The Crookses also claimed they did not know for certain that the siding was defective, since the Height Construction estimate gave only a cost to replace the siding rather than a specific statement that it was defective. Despite that argument, the appellate court determined the municipal court properly held that the Babiuches weren’t required to prove the Crookses actual knowledge in order to state their claim. The fact that Height never gave a written estimate to a homeowner unless the siding was defective was “significant,” the court wrote.
Additionally, the appellate court agreed with the trial court’s finding that the Babiuches’ reliance on Michael Crooks’ statement about the home’s siding was justifiable. The appellate court found support of this in the fact that the Crookses did not dispute that the siding defect was only ascertainable by an expert. Citing Brewer v. Brothers, the appellate court also pointed out that a buyer’s duty to inspect a property ends when a seller makes representations in response to the buyer’s direct inquiry.
No documents, no problem
In the second part of their appeal, the Crookses claimed that the award of $7,800 to the buyers was improper because the only evidence of the cost of the siding replacement was Raymond Babiuch’s testimony. Although the appellate court agreed that there were no documents or other evidence submitted, the written estimates that had been provided to both the buyers and the sellers were amounts ranging from approximately $10,600 to $11,600.

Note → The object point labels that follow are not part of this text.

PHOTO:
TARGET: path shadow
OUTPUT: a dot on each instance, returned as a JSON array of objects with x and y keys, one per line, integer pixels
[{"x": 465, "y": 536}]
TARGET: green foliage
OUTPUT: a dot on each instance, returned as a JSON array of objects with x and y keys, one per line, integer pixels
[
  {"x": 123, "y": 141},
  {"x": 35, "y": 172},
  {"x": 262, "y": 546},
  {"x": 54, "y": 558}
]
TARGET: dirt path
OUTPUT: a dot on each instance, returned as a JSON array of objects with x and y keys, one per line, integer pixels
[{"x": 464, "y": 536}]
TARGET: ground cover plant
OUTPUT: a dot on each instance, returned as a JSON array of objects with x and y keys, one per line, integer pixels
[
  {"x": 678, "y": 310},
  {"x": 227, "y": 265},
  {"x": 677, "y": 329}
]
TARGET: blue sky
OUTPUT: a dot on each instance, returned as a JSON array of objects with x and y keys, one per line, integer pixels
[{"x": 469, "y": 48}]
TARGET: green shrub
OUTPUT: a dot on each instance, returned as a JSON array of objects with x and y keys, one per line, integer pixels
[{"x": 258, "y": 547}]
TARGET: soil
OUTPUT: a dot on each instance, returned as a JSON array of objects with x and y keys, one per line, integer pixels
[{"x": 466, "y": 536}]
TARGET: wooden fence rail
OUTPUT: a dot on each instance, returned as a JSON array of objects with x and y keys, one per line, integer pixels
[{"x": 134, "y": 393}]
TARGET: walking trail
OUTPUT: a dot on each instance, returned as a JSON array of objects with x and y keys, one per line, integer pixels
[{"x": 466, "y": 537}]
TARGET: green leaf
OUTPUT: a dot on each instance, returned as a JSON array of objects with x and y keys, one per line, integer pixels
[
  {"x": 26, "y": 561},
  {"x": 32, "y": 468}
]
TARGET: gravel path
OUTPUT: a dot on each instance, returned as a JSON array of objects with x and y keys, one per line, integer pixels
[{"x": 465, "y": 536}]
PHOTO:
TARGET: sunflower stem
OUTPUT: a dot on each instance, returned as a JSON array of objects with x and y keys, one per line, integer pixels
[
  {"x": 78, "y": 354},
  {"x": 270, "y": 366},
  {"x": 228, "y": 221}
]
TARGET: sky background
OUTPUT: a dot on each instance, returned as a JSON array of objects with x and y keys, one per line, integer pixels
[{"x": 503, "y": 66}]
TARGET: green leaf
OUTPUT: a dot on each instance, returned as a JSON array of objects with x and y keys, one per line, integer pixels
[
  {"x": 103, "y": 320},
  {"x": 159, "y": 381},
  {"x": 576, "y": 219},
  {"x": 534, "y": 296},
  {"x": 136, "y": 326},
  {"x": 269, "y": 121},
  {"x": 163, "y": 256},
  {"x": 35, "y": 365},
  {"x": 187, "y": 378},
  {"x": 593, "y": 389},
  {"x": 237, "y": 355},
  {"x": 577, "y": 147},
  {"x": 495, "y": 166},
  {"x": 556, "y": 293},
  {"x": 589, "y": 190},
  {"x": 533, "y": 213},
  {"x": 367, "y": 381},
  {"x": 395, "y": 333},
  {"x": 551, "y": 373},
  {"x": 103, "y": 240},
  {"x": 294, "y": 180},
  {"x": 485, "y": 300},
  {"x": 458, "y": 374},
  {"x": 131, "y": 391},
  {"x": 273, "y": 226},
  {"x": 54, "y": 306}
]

“The amount claimed is significantly less than the written estimates in evidence, and appellees do not dispute that the amount they claimed placed them in the same position had the house not had defective siding,” the appellate court wrote. “The second assignment of error is therefore not well-taken.”
The municipal court’s ruling was thus affirmed, and the Crookses were ordered to pay appeal costs to the Babiuches.
Raymond and Dianne Babiuch v. Michael and Susie M. Crooks.